One of the biggest challenges for the modern business is learning to utilize all of the data available to them in a way that is both meaningful and actionable. However, the potential for using data generated by a website is often left unexplored, and as a result, the intentions and reactions of individual digital customers can be overlooked.
Focus is often placed on the broad strokes - key metrics such as the number of page views this month, or the number of unique visitors. While these figures have their place, we lose the ability to shape our individual customer’s journey, or to identify the customers who need engagement most. As a result, customers who may be on the verge of signing up for a trial, completing a checkout, or any other desirable outcome, can fall through the cracks. We know the outline of the picture, but we are missing all of the shades and complexities needed to understand our customers’ online experience entirely.
On the average website, there is an abundance of information to be collected about who interacts with your site and how. By leveraging all of this data, we can gain insights into customer behavior. Machine learning techniques can be used to determine which customers may be interested in achieving an outcome on your site.
For instance, if a customer is not en route to achieving a desirable outcome, a content offer or a chat offer could help to steer them in the right direction.
Predicting customer behavior can tell you which customers to reach out to on your site, in real time, to convert website visits into tangible outcomes.
So how do we do this? We can use machine learning techniques to create a model, using data collected about customer behavior to date. This model will then tell us how likely a customer is to achieve an outcome, based on what we know about that particular customer.
Creating this model can be broken down into a few key steps:
- Gather appropriate data
- Prepare and transform data
- Choose a machine learning algorithm
- Train, Test and re-evaluate your model
Let’s look at these steps in a bit more detail.
1. Gather appropriate data
When trying to predict the likelihood of an event occurring, we look at what has happened so far.

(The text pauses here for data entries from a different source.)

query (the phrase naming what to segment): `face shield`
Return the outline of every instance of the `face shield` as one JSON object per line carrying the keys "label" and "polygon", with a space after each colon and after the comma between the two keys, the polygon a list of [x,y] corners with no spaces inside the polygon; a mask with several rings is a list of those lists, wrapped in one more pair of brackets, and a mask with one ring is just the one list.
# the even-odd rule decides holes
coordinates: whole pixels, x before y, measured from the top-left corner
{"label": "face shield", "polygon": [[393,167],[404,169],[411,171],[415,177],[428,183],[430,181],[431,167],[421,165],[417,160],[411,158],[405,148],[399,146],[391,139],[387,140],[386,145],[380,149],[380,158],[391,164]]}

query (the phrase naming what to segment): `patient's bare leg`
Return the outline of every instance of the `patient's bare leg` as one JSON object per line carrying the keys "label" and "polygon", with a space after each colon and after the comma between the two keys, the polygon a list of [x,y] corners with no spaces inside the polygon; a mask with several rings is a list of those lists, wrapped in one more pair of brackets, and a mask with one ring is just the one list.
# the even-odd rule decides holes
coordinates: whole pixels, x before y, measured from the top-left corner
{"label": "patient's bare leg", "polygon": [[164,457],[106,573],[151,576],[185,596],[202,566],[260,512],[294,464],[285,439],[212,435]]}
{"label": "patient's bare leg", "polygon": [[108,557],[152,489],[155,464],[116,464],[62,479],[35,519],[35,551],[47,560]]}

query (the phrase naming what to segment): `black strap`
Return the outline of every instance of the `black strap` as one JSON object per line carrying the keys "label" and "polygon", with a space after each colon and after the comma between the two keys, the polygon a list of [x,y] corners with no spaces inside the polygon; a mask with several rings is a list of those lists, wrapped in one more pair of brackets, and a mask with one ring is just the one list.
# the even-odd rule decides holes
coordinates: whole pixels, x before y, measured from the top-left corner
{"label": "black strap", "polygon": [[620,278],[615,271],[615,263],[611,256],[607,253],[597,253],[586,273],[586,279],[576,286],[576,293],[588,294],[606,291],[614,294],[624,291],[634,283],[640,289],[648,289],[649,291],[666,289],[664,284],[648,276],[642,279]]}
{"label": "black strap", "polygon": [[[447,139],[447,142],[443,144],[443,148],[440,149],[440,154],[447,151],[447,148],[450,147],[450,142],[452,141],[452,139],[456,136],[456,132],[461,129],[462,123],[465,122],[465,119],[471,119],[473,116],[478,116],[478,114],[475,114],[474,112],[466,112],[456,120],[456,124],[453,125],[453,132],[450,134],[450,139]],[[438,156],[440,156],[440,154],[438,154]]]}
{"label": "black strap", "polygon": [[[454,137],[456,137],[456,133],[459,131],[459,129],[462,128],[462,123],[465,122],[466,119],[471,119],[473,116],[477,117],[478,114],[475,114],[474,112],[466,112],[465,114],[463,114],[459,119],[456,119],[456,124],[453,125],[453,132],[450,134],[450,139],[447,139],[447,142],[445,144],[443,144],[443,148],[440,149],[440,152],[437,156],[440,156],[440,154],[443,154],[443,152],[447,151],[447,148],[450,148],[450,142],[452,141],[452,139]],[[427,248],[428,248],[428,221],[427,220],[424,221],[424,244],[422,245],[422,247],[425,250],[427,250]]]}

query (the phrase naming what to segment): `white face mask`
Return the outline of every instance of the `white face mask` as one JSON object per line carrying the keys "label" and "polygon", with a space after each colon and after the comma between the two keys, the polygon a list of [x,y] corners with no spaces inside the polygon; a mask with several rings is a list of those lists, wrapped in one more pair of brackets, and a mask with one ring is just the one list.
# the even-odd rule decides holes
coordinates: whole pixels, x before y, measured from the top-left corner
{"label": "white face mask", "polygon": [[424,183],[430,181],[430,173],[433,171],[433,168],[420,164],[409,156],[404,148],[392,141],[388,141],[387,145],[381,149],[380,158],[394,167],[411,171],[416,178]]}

We begin by gathering data about every customer visit to the site. This includes demographic information such as location and device type, as well as behavioral data such as how many pages they have viewed and how long they were on the site. To data scientists, these are known as features. We also record whether or not a customer has achieved a particular outcome. These are known as labels.
From here, the premise is simple enough: if we are aware of the features of customers who have previously achieved an outcome, future customers with similar combinations of features are the most likely to also achieve this outcome.
2. Prepare and transform data
This step, while often overlooked, is usually the most work-intensive. Now that we have collected relevant data, we must change it into a form where it can be used with a machine learning algorithm. Categorical data, such as location or device type, usually needs to be binary-encoded. This is so that it can be recognized in a form that our algorithm can understand. Numerical data often needs to be normalized. Many machine learning algorithms perform better when numbers are scaled between 0 and 1. For instance, the number of pages a customer has viewed would be normalized. We use these techniques on both the features and the labels, with the labels requiring binary-encoding.
Sometimes, certain features can be detrimental to overall performance. It would be more advantageous to omit the feature from the model than to leave it in, as that particular feature does not give us much information. This is where feature selection comes in. Feature selection is the process of deciding which features to use for the model. While some techniques may not require feature selection in all cases, it is a key step in most machine learning algorithms.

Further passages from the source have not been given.